Gov't seen as a pushover in CHB-Taishin deal: expert
The China Post news staffTAIPEI, Taiwan -- The Ministry of Finance is opposing a merger between the quasi-state Chang Hwa Bank and Taishin Commercial Bank because of the perception that Taishin is calling all the shots, said an expert yesterday.
February 22, 2013, 4:50 pm TWN
“Orderly integration of financial institutions in the market is needed, yet in the case of a merger between Chang Hwa and Taishin, the government's role is greatly diminished,” said Yin Nai-ping, professor of finance at National Chengchi University.

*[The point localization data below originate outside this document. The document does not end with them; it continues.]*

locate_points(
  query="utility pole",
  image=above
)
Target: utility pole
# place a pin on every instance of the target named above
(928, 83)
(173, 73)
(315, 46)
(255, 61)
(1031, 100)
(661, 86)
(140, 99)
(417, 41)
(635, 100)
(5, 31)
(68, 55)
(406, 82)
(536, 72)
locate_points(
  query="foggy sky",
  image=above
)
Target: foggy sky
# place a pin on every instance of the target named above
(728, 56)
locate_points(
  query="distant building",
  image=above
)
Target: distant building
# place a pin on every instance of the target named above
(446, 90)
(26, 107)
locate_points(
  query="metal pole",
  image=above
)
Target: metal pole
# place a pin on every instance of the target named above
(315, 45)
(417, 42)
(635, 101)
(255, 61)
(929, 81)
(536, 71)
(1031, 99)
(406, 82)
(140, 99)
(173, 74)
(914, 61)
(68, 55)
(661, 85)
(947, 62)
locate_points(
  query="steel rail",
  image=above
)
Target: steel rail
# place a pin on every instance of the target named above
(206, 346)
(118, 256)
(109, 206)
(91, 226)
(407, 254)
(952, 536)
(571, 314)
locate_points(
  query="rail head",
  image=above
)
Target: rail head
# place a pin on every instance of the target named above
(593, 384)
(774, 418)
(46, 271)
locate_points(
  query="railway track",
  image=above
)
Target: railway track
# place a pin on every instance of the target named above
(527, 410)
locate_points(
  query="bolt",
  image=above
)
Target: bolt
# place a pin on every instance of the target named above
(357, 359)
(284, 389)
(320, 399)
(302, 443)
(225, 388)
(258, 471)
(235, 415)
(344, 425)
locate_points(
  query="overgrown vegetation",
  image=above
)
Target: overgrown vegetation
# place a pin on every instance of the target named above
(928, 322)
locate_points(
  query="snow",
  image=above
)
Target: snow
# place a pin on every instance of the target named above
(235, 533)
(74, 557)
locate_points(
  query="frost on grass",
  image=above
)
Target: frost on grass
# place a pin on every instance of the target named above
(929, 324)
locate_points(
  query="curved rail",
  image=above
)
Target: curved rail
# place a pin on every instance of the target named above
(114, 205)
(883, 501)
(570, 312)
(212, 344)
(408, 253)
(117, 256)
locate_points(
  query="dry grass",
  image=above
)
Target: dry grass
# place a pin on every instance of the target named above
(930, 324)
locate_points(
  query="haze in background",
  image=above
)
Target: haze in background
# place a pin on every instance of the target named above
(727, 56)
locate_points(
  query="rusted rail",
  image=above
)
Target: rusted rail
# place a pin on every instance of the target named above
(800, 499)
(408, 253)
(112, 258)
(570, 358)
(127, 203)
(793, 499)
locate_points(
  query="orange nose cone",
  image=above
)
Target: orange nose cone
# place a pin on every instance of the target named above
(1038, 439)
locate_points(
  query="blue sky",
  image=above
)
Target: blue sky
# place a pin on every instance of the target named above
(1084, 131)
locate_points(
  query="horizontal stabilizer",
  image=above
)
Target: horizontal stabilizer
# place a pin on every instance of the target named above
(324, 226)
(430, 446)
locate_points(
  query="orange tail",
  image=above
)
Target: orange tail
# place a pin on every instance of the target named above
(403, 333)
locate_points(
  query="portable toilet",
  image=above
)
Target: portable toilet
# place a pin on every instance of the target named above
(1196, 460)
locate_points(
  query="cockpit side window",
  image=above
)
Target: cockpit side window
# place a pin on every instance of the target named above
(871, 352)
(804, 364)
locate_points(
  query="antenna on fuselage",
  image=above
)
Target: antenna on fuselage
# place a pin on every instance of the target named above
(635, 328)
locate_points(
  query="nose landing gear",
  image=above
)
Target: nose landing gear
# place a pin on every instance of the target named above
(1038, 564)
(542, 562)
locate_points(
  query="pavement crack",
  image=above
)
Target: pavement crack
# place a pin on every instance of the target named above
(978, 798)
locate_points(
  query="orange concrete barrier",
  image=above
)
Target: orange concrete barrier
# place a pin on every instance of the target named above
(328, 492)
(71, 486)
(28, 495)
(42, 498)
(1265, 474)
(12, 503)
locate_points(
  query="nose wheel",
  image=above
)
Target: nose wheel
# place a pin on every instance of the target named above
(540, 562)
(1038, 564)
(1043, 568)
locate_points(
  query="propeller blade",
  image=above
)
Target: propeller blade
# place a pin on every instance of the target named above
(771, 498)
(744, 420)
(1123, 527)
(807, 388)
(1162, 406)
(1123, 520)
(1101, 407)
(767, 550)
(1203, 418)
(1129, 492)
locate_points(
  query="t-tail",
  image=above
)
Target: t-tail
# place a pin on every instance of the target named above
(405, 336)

Talks of a merger between the two have gone on for seven years and began in 2005 with Taishin purchasing a 22.5-percent stake in Chang Hwa. Taishing subsequently boosted its holdings to 25 percent. The merger however has not taken place.
On Wednesday, Taishin Financial, parent company of Taishin Commercial Bank, proposed that its banking unit be merged into Chang Hwa to complete the deal once and for all. The Ministry of Finance, the major stakeholder in Chang Hwa, vehemently opposed the deal, which it said would go against public interest.
“If the government, which has a majority stake in Chang Hwa, is the one that spearheads the whole deal, then there is no reason that the MOF should object to this,” Yin said. “Yet now, there is a perception that Taishin is calling all the shots, and the government is a mere pushover. It doesn't like that.”
Both Chang Hwa Bank and Taishin Financial fell yesterday, after Wednesday's surge on investors' knee-jerk reactions to the proposed deal. Chang Hwa and Taishin closed at NT$16.9 and NT$12.2, respectively, down 2.59 percent and 3.94 percent.